Deoxyribonucleic Acid Damage by Monofunctional Mitomycins and Its Repair in Escherichia coli

Faculty of Pharmaceutical Sciences, Kyushu University, Katakasu, Fukuoka, Japan

ABSTRACT

Exposure of Escherichia coli to the antibiotic mitomycin C (MTC) at a concentration of 0.5 µg/ml caused cross-linkage between complementary strands of deoxyribonucleic acid (DNA). Derivatives of mitomycin, 7-methoxymitosene (7-MMT) and decarbamoyl mitomycin C (DCMTC), at a level as high as 20 µg/ml formed no cross-links between DNA strands. Ultraviolet light-sensitive mutants of E. coli K-12 bearing uvrA, uvrB, uvrC, or recA mutations were more sensitive to the lethal action of 7-MMT and of DCMTC than was the wild-type strain. Treatment of wild-type cells with these antibiotics resulted in the production of single-strand breaks in DNA, which were repaired upon incubation in a growth medium.

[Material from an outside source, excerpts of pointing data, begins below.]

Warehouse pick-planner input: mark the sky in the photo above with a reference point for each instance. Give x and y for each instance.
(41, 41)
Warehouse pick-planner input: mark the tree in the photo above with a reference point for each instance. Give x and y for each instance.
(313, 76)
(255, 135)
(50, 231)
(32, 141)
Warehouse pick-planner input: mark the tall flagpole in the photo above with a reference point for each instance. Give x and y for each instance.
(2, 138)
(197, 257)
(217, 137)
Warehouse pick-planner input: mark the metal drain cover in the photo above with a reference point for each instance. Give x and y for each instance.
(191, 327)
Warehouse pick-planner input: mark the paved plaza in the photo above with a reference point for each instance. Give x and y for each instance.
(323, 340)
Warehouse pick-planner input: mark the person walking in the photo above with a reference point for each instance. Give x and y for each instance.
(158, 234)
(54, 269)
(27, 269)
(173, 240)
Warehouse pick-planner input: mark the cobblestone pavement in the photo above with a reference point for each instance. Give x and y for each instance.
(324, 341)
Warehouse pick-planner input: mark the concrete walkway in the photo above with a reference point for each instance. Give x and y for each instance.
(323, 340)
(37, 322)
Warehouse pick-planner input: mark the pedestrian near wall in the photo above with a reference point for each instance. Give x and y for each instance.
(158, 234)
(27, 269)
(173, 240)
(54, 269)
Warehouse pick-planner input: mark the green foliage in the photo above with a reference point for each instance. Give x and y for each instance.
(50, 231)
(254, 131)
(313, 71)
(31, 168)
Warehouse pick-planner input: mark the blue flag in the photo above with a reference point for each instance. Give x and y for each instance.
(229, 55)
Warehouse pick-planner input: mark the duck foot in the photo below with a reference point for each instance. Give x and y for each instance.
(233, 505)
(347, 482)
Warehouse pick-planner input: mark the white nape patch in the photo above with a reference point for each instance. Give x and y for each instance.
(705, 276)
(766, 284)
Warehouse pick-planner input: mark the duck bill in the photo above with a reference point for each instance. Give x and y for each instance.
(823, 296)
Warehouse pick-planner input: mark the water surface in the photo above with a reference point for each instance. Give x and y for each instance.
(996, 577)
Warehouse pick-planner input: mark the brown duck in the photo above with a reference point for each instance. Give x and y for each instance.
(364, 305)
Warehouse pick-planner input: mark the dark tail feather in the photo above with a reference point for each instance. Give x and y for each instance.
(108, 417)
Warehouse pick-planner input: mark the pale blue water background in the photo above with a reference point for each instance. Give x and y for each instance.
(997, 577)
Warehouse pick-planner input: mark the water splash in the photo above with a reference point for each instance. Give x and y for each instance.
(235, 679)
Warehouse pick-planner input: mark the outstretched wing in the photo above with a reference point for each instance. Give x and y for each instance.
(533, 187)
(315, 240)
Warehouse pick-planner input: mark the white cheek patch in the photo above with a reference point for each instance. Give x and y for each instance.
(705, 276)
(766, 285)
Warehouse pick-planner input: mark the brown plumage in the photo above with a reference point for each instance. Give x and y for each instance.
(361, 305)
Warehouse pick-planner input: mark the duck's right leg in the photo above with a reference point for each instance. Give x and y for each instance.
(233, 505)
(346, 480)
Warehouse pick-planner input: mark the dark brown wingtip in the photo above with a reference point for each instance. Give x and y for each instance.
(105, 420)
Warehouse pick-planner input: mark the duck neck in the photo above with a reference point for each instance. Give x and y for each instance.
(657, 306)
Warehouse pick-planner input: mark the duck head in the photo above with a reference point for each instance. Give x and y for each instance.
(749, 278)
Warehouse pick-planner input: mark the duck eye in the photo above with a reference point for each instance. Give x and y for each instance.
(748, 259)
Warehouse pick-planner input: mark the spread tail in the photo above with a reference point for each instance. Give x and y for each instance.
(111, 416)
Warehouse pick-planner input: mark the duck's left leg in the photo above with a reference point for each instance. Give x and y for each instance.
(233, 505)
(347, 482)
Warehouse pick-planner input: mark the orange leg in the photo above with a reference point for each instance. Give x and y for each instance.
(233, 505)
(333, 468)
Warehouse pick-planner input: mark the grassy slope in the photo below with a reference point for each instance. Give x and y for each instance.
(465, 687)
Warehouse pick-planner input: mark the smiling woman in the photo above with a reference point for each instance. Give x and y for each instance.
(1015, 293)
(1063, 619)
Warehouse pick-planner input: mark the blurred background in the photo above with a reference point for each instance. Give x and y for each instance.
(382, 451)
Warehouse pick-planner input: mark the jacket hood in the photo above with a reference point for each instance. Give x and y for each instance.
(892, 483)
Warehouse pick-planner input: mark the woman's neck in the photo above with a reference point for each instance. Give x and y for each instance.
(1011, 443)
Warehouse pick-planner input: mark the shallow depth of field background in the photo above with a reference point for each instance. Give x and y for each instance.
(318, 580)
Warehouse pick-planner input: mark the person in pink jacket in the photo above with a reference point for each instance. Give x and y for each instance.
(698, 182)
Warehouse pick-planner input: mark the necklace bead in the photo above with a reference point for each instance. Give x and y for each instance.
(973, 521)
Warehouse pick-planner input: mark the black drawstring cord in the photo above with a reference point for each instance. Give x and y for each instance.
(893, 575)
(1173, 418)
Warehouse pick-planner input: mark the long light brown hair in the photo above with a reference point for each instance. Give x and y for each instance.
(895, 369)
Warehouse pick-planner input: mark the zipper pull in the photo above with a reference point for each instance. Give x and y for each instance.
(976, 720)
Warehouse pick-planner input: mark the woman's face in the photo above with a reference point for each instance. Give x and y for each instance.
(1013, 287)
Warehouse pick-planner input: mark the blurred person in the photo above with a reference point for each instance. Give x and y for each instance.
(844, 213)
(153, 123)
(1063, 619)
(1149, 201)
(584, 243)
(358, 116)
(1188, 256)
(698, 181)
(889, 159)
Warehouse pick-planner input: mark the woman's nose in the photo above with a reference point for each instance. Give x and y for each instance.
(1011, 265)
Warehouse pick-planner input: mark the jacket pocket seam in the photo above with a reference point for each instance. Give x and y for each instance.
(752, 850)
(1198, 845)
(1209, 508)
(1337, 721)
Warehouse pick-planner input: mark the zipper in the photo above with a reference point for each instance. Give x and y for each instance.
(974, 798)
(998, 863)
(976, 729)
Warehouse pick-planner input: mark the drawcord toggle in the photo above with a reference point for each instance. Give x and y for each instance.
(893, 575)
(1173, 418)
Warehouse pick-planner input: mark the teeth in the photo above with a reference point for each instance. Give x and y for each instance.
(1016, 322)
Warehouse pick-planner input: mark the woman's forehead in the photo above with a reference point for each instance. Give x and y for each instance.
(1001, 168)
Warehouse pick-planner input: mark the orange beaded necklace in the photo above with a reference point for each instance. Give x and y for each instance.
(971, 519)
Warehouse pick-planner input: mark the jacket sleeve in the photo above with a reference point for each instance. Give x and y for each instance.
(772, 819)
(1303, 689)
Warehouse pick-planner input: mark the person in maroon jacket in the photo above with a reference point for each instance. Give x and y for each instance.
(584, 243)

Such breaks in DNA were not produced in the uvrA and the uvrB mutants. In the uvrC mutant, single-strand breaks were produced by 7-MMT or by DCMTC, but these breaks were not repaired upon incubation. These results are discussed in connection with the mechanism for removal of pyrimidine dimers in ultraviolet-irradiated bacteria.